The information management system 150 receives or accesses the various production copies and metadata. It then creates nonproduction copies (such as backup operations, archive operations, or snapshot operations) of these data items and metadata. These nonproduction copies are often stored on one or more nonproduction storage media 265 that differ from the production storage medium 218, where the production copies and metadata are located. Non-production copies of data objects represent the production data object with its associated metadata as it existed at a certain point in time. The information management system 150 can create and manage several non-production copies for a specific data object, as a production copy changes over time, depending on whether it has been modified by the application 215, the hosted service 122 or the operating system. Since a copy of a particular data object can be removed from the original file system and production data storage medium, the information system 150 may manage multiple non-production copies of that object. Each copy represents the state of the production data object or metadata at a specific point in time.

The information management system may create non-production copies of discrete data objects stored in a virtual disk file (e.g., documents, email mailboxes, and spreadsheets) and/or non-production copies of the entire virtual disk file itself (e.g., a copy created by the information management system). The information management system can create non-production versions of discrete data objects (e.g. documents, email accounts, spreadsheets), and/or copies of the virtual disk itself (e.g. a copy of a.vmdk).

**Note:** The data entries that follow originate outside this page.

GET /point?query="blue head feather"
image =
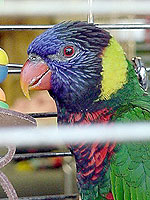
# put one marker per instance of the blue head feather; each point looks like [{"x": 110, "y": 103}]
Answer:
[{"x": 75, "y": 81}]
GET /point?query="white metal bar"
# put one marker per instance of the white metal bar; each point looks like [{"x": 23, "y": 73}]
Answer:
[
  {"x": 90, "y": 13},
  {"x": 52, "y": 135},
  {"x": 69, "y": 7}
]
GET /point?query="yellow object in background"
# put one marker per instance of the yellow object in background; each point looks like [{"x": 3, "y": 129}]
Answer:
[{"x": 3, "y": 57}]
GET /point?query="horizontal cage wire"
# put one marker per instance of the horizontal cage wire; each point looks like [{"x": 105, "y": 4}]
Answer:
[
  {"x": 53, "y": 136},
  {"x": 16, "y": 69},
  {"x": 46, "y": 8},
  {"x": 49, "y": 197}
]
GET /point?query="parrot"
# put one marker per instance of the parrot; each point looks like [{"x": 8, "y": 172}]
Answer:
[
  {"x": 3, "y": 74},
  {"x": 87, "y": 73}
]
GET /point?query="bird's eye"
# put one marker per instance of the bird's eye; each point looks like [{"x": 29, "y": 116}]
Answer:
[
  {"x": 69, "y": 51},
  {"x": 34, "y": 57}
]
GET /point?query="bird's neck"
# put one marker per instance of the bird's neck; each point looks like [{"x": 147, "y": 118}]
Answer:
[{"x": 87, "y": 117}]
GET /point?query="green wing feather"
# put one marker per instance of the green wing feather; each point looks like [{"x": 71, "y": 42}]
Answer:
[{"x": 130, "y": 166}]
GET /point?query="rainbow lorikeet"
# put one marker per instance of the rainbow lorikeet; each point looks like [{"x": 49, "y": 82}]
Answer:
[{"x": 88, "y": 75}]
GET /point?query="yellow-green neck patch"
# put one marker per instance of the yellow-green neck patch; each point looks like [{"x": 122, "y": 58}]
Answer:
[{"x": 114, "y": 65}]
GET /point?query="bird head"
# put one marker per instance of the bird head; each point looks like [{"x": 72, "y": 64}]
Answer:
[{"x": 71, "y": 61}]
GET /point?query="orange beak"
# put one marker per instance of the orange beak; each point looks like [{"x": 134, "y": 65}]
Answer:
[{"x": 35, "y": 76}]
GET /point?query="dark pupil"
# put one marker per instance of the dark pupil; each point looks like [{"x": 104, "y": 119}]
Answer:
[{"x": 68, "y": 51}]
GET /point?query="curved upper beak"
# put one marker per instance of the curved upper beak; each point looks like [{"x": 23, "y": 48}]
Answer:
[{"x": 35, "y": 75}]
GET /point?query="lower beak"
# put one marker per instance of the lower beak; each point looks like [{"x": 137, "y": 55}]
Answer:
[{"x": 35, "y": 76}]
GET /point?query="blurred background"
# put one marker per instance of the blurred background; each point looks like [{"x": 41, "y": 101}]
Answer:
[{"x": 48, "y": 176}]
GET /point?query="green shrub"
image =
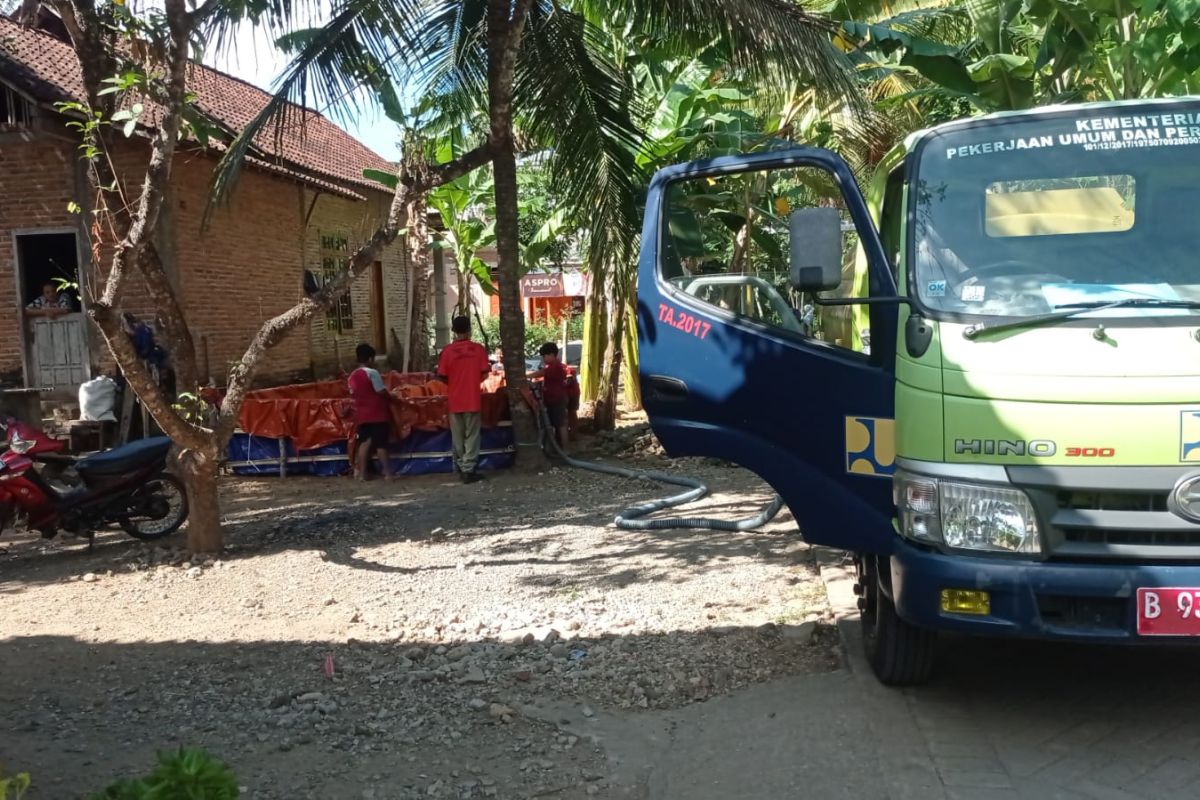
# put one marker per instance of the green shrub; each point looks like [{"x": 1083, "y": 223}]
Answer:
[
  {"x": 12, "y": 787},
  {"x": 180, "y": 775}
]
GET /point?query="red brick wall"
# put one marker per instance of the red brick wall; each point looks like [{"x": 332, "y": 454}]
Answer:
[
  {"x": 355, "y": 222},
  {"x": 36, "y": 184},
  {"x": 245, "y": 268}
]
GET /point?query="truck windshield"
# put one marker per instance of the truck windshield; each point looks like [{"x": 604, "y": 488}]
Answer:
[{"x": 1015, "y": 216}]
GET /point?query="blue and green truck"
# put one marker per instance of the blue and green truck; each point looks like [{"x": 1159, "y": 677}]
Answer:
[{"x": 981, "y": 374}]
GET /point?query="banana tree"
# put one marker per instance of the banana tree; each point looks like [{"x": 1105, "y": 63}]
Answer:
[{"x": 1020, "y": 54}]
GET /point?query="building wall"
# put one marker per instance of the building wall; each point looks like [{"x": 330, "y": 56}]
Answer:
[
  {"x": 36, "y": 185},
  {"x": 245, "y": 268}
]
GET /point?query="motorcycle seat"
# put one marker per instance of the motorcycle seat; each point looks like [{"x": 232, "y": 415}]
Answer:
[{"x": 126, "y": 458}]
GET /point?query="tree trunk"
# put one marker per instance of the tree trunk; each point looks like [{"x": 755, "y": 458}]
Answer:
[
  {"x": 199, "y": 474},
  {"x": 606, "y": 402},
  {"x": 417, "y": 239},
  {"x": 595, "y": 337},
  {"x": 629, "y": 350},
  {"x": 503, "y": 40},
  {"x": 441, "y": 316}
]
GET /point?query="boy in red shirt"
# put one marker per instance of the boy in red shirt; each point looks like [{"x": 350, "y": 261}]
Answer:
[
  {"x": 553, "y": 390},
  {"x": 463, "y": 365},
  {"x": 372, "y": 419}
]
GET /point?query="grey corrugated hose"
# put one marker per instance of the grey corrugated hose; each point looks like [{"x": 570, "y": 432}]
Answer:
[{"x": 631, "y": 517}]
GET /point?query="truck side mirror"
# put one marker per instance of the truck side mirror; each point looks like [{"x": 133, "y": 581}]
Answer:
[{"x": 815, "y": 248}]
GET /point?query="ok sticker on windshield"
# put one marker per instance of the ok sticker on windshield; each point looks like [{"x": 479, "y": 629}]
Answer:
[{"x": 975, "y": 293}]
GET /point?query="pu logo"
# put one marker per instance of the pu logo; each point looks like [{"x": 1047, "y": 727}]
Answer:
[
  {"x": 870, "y": 445},
  {"x": 1189, "y": 435}
]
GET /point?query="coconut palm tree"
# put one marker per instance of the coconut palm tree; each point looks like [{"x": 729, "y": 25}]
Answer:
[{"x": 545, "y": 66}]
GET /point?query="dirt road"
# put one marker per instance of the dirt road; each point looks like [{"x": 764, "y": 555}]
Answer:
[{"x": 411, "y": 639}]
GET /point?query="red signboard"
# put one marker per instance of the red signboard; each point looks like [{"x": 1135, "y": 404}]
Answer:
[
  {"x": 537, "y": 284},
  {"x": 570, "y": 283}
]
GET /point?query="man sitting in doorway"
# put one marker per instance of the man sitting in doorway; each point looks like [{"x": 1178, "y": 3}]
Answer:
[{"x": 51, "y": 302}]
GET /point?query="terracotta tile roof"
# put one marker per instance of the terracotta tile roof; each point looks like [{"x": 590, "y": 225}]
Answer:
[{"x": 310, "y": 145}]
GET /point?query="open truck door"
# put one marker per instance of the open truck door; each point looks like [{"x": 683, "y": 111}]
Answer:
[{"x": 742, "y": 354}]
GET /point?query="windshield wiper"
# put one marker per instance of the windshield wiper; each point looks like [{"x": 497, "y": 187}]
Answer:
[{"x": 1074, "y": 310}]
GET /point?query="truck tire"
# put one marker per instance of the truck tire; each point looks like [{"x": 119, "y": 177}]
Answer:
[{"x": 900, "y": 654}]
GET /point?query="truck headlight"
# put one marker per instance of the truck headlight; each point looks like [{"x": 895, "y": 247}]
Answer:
[{"x": 966, "y": 516}]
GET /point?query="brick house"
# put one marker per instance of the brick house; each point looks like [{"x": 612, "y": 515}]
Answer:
[{"x": 300, "y": 205}]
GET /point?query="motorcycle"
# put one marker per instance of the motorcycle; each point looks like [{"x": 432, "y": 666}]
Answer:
[{"x": 125, "y": 486}]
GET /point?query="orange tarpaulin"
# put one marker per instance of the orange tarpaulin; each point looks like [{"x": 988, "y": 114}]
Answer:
[{"x": 313, "y": 415}]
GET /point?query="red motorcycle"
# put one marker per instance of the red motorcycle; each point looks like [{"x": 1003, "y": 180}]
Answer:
[{"x": 126, "y": 486}]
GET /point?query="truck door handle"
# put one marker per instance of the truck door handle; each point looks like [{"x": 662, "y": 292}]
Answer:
[{"x": 667, "y": 389}]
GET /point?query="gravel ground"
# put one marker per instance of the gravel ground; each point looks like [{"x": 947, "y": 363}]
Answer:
[{"x": 396, "y": 639}]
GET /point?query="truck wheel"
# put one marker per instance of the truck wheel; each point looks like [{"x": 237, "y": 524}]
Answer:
[{"x": 900, "y": 654}]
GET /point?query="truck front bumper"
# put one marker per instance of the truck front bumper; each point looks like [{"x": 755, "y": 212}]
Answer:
[{"x": 1030, "y": 599}]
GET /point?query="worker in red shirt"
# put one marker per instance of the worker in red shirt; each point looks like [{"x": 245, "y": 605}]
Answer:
[
  {"x": 462, "y": 366},
  {"x": 372, "y": 415},
  {"x": 553, "y": 390}
]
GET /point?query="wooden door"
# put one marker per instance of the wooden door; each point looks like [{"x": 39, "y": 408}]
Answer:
[
  {"x": 378, "y": 316},
  {"x": 57, "y": 352}
]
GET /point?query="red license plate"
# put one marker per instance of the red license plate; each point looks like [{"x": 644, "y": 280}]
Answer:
[{"x": 1169, "y": 612}]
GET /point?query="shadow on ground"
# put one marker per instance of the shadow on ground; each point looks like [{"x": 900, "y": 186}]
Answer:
[
  {"x": 369, "y": 720},
  {"x": 347, "y": 521}
]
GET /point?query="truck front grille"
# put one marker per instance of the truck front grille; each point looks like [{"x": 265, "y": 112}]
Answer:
[
  {"x": 1110, "y": 513},
  {"x": 1151, "y": 537},
  {"x": 1113, "y": 500}
]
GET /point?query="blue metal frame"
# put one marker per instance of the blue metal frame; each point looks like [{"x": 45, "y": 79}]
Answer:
[
  {"x": 1013, "y": 585},
  {"x": 771, "y": 401}
]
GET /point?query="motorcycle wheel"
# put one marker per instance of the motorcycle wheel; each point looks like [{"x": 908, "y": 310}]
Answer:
[{"x": 162, "y": 509}]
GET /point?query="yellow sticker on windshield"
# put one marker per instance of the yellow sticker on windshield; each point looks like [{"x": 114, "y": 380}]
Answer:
[{"x": 870, "y": 445}]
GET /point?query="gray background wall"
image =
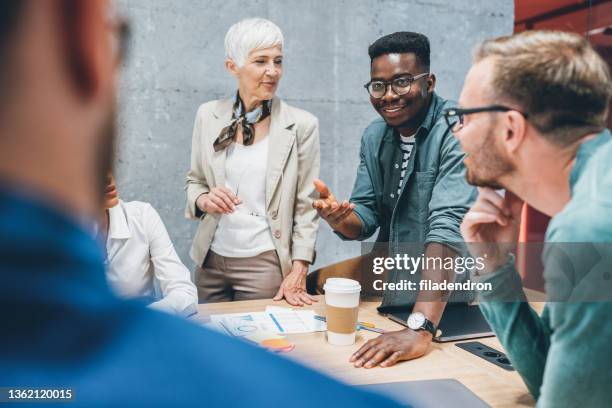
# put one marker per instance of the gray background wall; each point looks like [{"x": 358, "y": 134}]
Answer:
[{"x": 176, "y": 63}]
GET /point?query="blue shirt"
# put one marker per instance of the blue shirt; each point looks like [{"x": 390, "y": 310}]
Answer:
[
  {"x": 431, "y": 203},
  {"x": 63, "y": 327}
]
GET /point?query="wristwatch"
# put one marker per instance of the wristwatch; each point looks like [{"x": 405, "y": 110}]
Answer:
[{"x": 417, "y": 322}]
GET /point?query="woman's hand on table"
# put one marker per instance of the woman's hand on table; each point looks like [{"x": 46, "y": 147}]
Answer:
[
  {"x": 392, "y": 347},
  {"x": 293, "y": 288},
  {"x": 219, "y": 200}
]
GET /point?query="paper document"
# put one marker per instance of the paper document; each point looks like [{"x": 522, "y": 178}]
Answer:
[{"x": 276, "y": 320}]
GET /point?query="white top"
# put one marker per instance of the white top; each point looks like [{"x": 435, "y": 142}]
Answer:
[
  {"x": 142, "y": 262},
  {"x": 406, "y": 144},
  {"x": 245, "y": 232}
]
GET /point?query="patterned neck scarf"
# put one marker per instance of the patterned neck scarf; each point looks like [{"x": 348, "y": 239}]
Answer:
[{"x": 244, "y": 119}]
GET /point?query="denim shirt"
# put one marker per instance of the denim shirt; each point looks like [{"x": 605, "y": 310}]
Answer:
[{"x": 434, "y": 196}]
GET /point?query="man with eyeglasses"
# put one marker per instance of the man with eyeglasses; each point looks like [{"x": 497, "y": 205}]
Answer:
[
  {"x": 532, "y": 121},
  {"x": 410, "y": 185},
  {"x": 65, "y": 337}
]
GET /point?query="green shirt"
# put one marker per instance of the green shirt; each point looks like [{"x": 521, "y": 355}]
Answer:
[{"x": 565, "y": 355}]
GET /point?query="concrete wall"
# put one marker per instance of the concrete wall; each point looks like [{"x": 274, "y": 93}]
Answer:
[{"x": 176, "y": 63}]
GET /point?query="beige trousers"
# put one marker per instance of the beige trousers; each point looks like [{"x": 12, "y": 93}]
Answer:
[{"x": 224, "y": 279}]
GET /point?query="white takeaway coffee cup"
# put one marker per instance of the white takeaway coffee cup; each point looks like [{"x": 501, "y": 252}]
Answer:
[{"x": 341, "y": 310}]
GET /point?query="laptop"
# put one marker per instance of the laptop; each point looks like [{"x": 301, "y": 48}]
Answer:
[
  {"x": 460, "y": 321},
  {"x": 428, "y": 393}
]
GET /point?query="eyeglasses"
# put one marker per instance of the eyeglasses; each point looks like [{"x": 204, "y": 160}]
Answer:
[
  {"x": 401, "y": 85},
  {"x": 455, "y": 116}
]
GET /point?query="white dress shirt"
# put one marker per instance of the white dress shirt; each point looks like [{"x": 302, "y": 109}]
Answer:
[
  {"x": 142, "y": 262},
  {"x": 245, "y": 232}
]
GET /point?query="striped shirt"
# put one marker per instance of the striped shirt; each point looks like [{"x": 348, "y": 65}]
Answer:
[{"x": 406, "y": 144}]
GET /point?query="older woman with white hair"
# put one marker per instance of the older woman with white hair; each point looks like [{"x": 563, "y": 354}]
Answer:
[{"x": 250, "y": 186}]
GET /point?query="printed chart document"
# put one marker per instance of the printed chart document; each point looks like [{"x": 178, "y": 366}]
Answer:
[{"x": 275, "y": 320}]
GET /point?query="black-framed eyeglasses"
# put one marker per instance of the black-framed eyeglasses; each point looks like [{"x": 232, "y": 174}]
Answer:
[
  {"x": 455, "y": 116},
  {"x": 400, "y": 85}
]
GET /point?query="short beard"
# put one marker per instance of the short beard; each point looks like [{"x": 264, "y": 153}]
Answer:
[
  {"x": 106, "y": 154},
  {"x": 487, "y": 165}
]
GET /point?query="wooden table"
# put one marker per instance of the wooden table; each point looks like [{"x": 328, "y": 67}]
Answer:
[{"x": 496, "y": 386}]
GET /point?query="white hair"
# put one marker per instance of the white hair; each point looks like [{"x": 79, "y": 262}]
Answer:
[{"x": 249, "y": 35}]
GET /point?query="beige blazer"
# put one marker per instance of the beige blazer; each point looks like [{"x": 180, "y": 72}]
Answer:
[{"x": 293, "y": 163}]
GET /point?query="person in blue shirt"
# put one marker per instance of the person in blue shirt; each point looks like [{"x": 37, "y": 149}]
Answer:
[{"x": 62, "y": 327}]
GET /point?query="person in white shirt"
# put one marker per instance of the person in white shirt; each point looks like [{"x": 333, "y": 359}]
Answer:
[{"x": 140, "y": 259}]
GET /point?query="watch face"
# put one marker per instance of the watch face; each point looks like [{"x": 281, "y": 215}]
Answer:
[{"x": 416, "y": 320}]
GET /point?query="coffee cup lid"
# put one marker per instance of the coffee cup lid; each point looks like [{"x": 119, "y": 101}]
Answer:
[{"x": 341, "y": 285}]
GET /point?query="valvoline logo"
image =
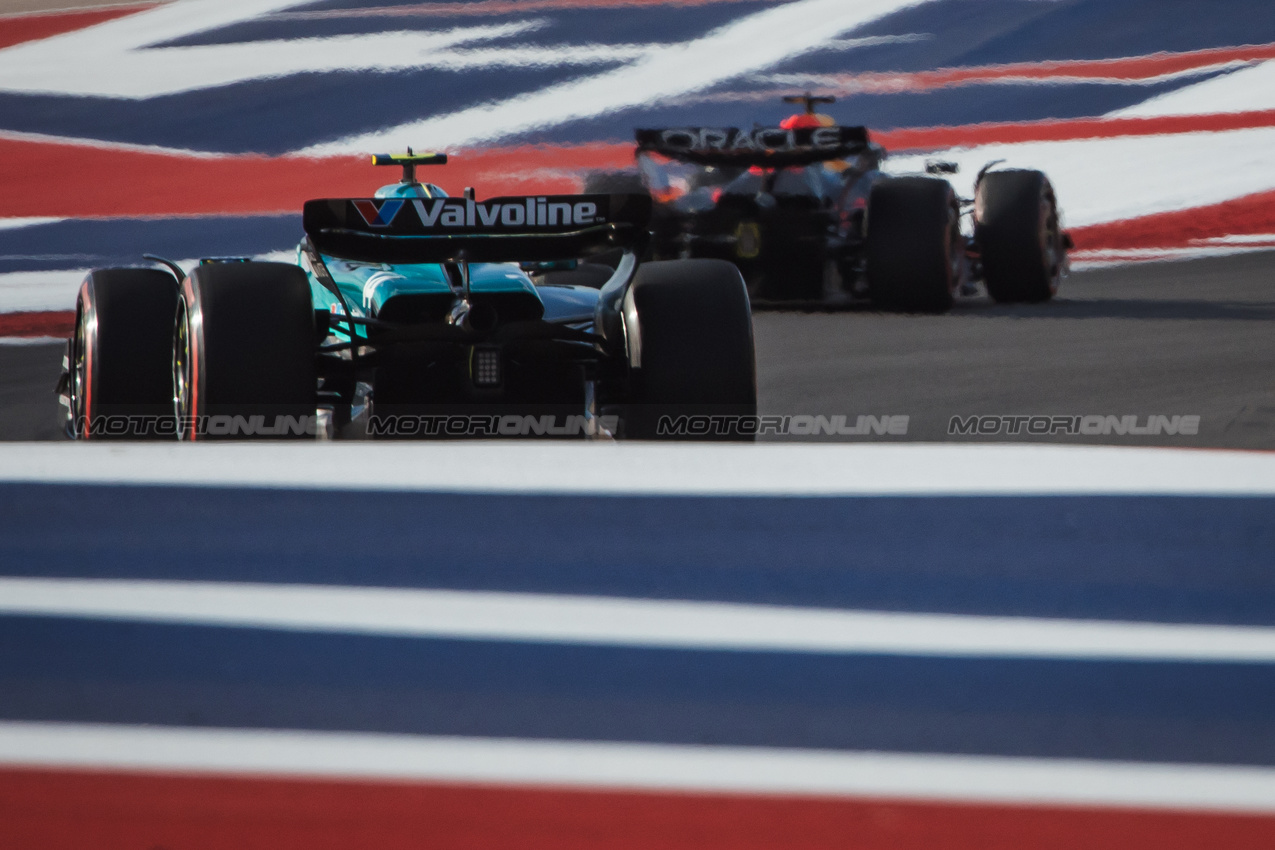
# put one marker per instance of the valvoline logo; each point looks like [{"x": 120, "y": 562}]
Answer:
[{"x": 378, "y": 216}]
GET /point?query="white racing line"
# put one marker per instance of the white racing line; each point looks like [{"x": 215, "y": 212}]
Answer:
[
  {"x": 625, "y": 622},
  {"x": 662, "y": 767},
  {"x": 750, "y": 43},
  {"x": 654, "y": 469}
]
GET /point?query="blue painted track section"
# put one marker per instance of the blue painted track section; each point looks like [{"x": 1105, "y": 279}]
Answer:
[
  {"x": 1148, "y": 558},
  {"x": 101, "y": 672},
  {"x": 279, "y": 115}
]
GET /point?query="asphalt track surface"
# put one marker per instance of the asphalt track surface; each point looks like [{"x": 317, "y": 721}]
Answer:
[{"x": 1186, "y": 338}]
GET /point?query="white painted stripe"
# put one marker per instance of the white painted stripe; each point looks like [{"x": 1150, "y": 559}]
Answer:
[
  {"x": 741, "y": 770},
  {"x": 653, "y": 469},
  {"x": 625, "y": 622},
  {"x": 32, "y": 340},
  {"x": 1243, "y": 91},
  {"x": 38, "y": 291}
]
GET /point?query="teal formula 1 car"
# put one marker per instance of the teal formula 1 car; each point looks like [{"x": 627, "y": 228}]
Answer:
[{"x": 416, "y": 314}]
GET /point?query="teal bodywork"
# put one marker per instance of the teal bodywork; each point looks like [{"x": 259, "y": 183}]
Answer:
[{"x": 369, "y": 287}]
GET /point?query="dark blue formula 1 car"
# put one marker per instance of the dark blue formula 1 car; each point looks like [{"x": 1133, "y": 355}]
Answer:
[
  {"x": 806, "y": 213},
  {"x": 420, "y": 314}
]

Each non-production object 260A to C may contain or represent copies of more than one production object. Non-production object (260A) represents, for example, three production data objects, 255C,230, and 245C. 260A, for example, is a non-production object that represents three separate production data objects 255C (represented as 245C?), 230? As indicated by the prime marking (? A non-production object can store a representation or metadata of a production object in a format that is different from the original data object format, for example, compressed, encrypted, duplicated, or optimized. While FIG. Although FIG. A single non-production object (260) may also contain or represent production data items that originate from different computing devices.

Non-production copies are backup copies, archives copies, and snapshots copies. Backup copies are used to protect and restore data for a shorter period of time. They can be native or non-native formats (e.g. compressed, encrypted, duplicated and/or modified from the original format). Archive copies may be deduplicated, compressed, encrypted or otherwise modified to the original format. In some cases, an archive copy can be made of a data item and a stub or logical reference may be used in place of the production copy on the production storage medium. In these examples, the stub can point to the archive copy of a data object that is stored on the non-production medium in order for the information management system to retrieve it if necessary. The stub may also include some metadata associated with the data object, so that a file system and/or application can provide some information about the data object and/or a limited-functionality version (e.g., a preview) of the data object. A snapshot copy is a representation of a data item at a specific point in time. The large amount of data does not need to be copied or relocated, so a snapshot copy can easily be created without affecting production computing resources. A snapshot copy can include a collection of pointers that are derived from a file system or application. Each pointer will point to a specific stored data block. Collectively, these pointers represent the state and storage location of the data object as of a certain point in time, when the snapshot was created. If a block of information is to be changed or deleted, the snapshot writes it to a specific data storage location. The pointer is then directed to this location. The snapshot can store the pointers or the blocks that are pointed at by the snapshot.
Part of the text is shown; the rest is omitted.